The question was simple: ‘Why did you take up race walking?’
The response was simple: “I couldn’t think of anything else.”
The entirety of the seven or so minutes spent chatting with Ram Baboo - the latest race walker from India to meet the Olympic qualifying mark in the men’s 20km event - was littered with matter-of-fact statements, some humour, but mostly, these were words of a man who knew nothing about being anything else but himself.
Baboo has a rawness to him which athletes often lose when they make the international stage. Then again, most athletes have not been through what the 24-year-old has endured.
“I had to do something to change the circumstances of my life,” he tells DH hours after returning from Dudince in Slovakia. “I could not let it go on like that because something bad would have happened to someone at home if I had not stepped up.”
Baboo was born into poverty in Bahura in Uttar Pradesh, and it was not farfetched to believe that he was going to remain in his lane. Poverty breeds more of the same, thought Baboo, but he had decided that he was going to shake things up since he had nothing going on anyway.
He travelled to Varanasi to pursue a career as an athlete when he was 17-years-old. He paid rent (Rs 1500 per month), and made do with a little bit he would get from his family of agricultural workers. When that wasn’t enough, he ended up waiting tables at a local restaurant.
“I would get abused by people there all the time,” he says. “They were very disrespectful to me, but I knew I was meant for bigger things even when they were saying I would not become anything. Even my family (of six members) didn’t think much of me but that’s how it works, no? When you’re poor, you don't think that far ahead. You only think of the next meal. You don’t think of a future or the things you need to do to achieve it.
“I thought ‘kuch karna padega’ (I should do something),” he trailed off.
He got into the Sports Authority of India in Bhopal and started training. Things went according to plan until they didn’t. Covid-19 struck India. Ram made his way back home. During the lockdown, food was hard to come by, money even harder.
“Athletics is great when you make it, but until then there is a lot of uncertainty when you have not achieved anything,” says Ram.
Ram joined his father as a manual labourer under MNREGA (Mahatma Gandhi National Rural Employment Guarantee Act). He ended up fixing roads, digging up ponds, running errands for politicians in the neighbourhood and all for Rs 300 a day. And while his legs got stronger, his will started to waver.

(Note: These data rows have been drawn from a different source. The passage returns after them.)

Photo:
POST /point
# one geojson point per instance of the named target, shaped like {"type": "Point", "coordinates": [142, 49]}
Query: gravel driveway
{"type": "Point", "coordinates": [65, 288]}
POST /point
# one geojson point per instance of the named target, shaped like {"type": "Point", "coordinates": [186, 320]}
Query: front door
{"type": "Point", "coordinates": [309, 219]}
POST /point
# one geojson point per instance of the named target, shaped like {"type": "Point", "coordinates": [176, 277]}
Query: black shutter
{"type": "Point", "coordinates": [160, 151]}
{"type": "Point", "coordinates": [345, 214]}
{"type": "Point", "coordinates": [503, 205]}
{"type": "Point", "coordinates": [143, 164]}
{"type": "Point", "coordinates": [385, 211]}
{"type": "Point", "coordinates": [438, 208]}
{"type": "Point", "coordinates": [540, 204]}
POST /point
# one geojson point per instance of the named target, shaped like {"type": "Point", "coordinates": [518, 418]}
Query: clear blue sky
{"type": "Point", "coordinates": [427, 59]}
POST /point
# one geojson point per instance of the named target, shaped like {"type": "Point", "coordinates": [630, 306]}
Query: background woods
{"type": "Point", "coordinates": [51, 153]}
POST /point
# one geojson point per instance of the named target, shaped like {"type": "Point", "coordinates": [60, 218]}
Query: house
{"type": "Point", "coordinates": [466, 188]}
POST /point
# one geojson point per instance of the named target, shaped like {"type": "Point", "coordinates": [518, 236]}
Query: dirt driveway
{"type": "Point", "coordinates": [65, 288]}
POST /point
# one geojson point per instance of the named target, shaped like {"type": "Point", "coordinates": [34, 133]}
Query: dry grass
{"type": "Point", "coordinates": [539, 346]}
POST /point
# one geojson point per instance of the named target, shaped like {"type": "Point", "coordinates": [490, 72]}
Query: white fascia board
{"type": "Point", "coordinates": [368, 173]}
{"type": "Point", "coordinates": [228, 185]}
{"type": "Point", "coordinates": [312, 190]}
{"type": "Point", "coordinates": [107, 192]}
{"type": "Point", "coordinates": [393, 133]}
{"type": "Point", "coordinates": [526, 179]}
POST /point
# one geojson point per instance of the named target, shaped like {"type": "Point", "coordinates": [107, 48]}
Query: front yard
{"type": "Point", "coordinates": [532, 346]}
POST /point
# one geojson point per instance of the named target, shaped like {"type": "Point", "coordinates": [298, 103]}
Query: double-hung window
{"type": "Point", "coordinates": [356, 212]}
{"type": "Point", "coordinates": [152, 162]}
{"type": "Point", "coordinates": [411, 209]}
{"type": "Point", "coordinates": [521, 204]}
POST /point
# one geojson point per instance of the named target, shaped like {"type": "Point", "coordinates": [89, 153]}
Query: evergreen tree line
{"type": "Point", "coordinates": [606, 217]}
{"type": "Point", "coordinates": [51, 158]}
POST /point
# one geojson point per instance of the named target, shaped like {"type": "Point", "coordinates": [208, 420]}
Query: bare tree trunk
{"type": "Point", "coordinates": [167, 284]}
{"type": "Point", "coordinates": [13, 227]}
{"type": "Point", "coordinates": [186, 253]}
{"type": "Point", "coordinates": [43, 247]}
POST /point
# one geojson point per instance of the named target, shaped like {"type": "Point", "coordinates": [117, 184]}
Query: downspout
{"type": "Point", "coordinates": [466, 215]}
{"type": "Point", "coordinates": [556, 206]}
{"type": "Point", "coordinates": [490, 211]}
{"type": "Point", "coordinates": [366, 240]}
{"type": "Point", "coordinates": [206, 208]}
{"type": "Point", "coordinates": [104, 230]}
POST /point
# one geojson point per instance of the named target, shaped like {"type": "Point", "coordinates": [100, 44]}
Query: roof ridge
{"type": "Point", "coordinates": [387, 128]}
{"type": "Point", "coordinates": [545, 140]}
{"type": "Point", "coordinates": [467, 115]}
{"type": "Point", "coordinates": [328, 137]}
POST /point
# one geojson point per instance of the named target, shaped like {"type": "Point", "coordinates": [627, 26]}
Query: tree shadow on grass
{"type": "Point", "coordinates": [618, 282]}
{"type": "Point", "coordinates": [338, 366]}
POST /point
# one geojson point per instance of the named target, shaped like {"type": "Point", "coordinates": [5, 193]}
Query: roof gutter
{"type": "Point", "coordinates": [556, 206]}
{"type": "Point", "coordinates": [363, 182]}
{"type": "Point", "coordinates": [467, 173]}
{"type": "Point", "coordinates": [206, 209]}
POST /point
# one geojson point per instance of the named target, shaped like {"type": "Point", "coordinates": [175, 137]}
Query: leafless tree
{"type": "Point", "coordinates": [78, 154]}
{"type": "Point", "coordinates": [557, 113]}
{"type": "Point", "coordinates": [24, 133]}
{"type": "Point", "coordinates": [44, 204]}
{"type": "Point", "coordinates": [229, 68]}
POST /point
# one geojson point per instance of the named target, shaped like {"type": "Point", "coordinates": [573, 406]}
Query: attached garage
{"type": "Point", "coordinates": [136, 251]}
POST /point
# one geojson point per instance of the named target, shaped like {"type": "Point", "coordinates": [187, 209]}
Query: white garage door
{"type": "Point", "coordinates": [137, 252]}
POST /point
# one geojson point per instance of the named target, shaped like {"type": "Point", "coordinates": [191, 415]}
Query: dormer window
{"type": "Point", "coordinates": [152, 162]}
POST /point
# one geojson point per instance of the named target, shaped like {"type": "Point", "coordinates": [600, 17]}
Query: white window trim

Luckily the curfew was lifted and Ram returned to training. His history as a marathoner was a good enough base to help him transform into a race-walker, but the months spent lifting the load of his family during Covid saw a spike in his performance.
He picked up a silver medal in the men’s 50km event at the Race-Walking Championships in Ranchi in 2021, followed by a gold with a new National Record in the men’s 35km event at the Open Nationals a few months later.
A few other victories came his way, but it was the team bronze medal at the Hangzhou Asian Games last year in the 35 km race walk that cemented his position as a walker for the future with the Olympics around the corner.
Baboo eventually decided to give up the team event and slipped into the individual 20 km event because ‘it doesn’t matter how good you are, if there are no other good athletes on your team, you will end up losing. Or if your team-mate is good, but if you are injured or you fall sick, the team loses because of you. It is a very stressful and team-dependent event and this makes me a little uncomfortable. That is why I want to shift to 20 km’.
That turned out to be a good call because he managed to dip below the Olympic qualification mark of 1:20.10 a few days ago. He completed the race in 1:20.00 to join the likes of Vikash Singh, Paramjeet Singh Bisht, Akashdeep Singh, Suraj Panwar, Servin Sebastian and Ashpreet Singh as potentials for the Olympics in Paris.
Every country is only allowed three athletes, including those from the women’s team who make the cut, for the event so Baboo isn’t guaranteed a spot yet. “Yeah… it’s tough to digest, but that’s the way it works. I have another event in Singapore in a couple of weeks and I hope to do well there. After that, we’ll see what happens. All I know to do is work. So far that’s the only thing which has helped me,” he says.